وَرَفَعْنَا فَوْقَهُمُ الطُّورَ
بِمِيثَاقِهِمْ وَقُلْنَا لَهُمُ ادْخُلُوا الْبَابَ سُجَّدًا وَقُلْنَا لَهُمْ
لَا تَعْدُوا فِي السَّبْتِ وَأَخَذْنَا مِنْهُمْ مِيثَاقًا غَلِيظًا (154)
Dan telah Kami angkat ke atas (kepala) mereka
bukit Thursina untuk (menerima) perjanjian (yang telah Kami ambil dari) mereka.
Dan kami perintahkan kepada mereka: "Masuklah pintu gerbang itu sambil
bersujud dan Kami perintahkan (pula) kepada mereka: "Janganlah kamu
melanggar peraturan mengenai hari Sabtu", dan Kami telah mengambil dari
mereka perjanjian yang kokoh. (QS. An-Nisa [4]: 154)
Dalam tafsir Thabari disebutkan;
وقوله:"وأخذنا
منهم ميثاقًا غليظًا"، يعني: عهدًا مؤكدًا شديدًا، بأنهم يعملون بما أمرهم
الله به، وينتهون عما نهاهم الله عنه، مما ذكر في هذه الآية، ومما في التوراة.
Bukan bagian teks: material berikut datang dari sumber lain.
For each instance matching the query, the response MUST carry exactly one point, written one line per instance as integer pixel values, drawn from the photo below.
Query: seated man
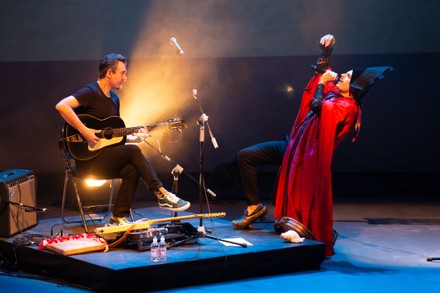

Dan firman Allah: “Dan kami ambil dari mereka
(Bani Israil) mitsaqan ghalizha”
yakni perjanjian yang kuat lagi kokoh agar mereka beramal dengan apa yag
diperintahkan Allah dan mereka meninggalkan apa yang dilarang dari apa-pa yang
disebutkan dalam ayat ini dan apa-apa yang terdapat pada Taurat (Tafsir at-Thabari,
jami’ al-bayan fi ta’wilil quran juz 9 hlm 362)
Mengenai risalah kenabian Allah berfirman;
وَإِذْ أَخَذْنَا
مِنَ النَّبِيِّينَ مِيثَاقَهُمْ وَمِنْكَ وَمِنْ نُوحٍ وَإِبْرَاهِيمَ وَمُوسَى
وَعِيسَى ابْنِ مَرْيَمَ وَأَخَذْنَا مِنْهُمْ مِيثَاقًا غَلِيظًا
Dan (ingatlah) ketika Kami mengambil
perjanjian dari nabi-nabi dan dari kamu (sendiri) dari Nuh, Ibrahim, Musa dan
Isa putra Maryam, dan Kami telah mengambil dari mereka perjanjian yang kokoh
(QS. Al-Ahzab [33]: 7)
Dari uraian di atas kita dapat mengambil
pelajaran, diantaranya:
1.
Pernikahan adalah akad yang agung karena ia
didasari perintah Allah dan kalimat tauhid yang keagungannya disebangunkan
dengan ketaatan kepada Allah bahkan janji risalah kenabian
2.
Ikatan pernikahan hanya akan kokoh dan
langgeng jika dibangun atas dasar tauhid dan ketaatan kepada Allah
3.
Sebagaimana layaknya sebuah perjanjian maka
perjanjian akad nikah memiliki konsekuensi yang mengikat yakni pemenuhan hak
dan kewajiban dari masing pihak yang berakad/berjanji.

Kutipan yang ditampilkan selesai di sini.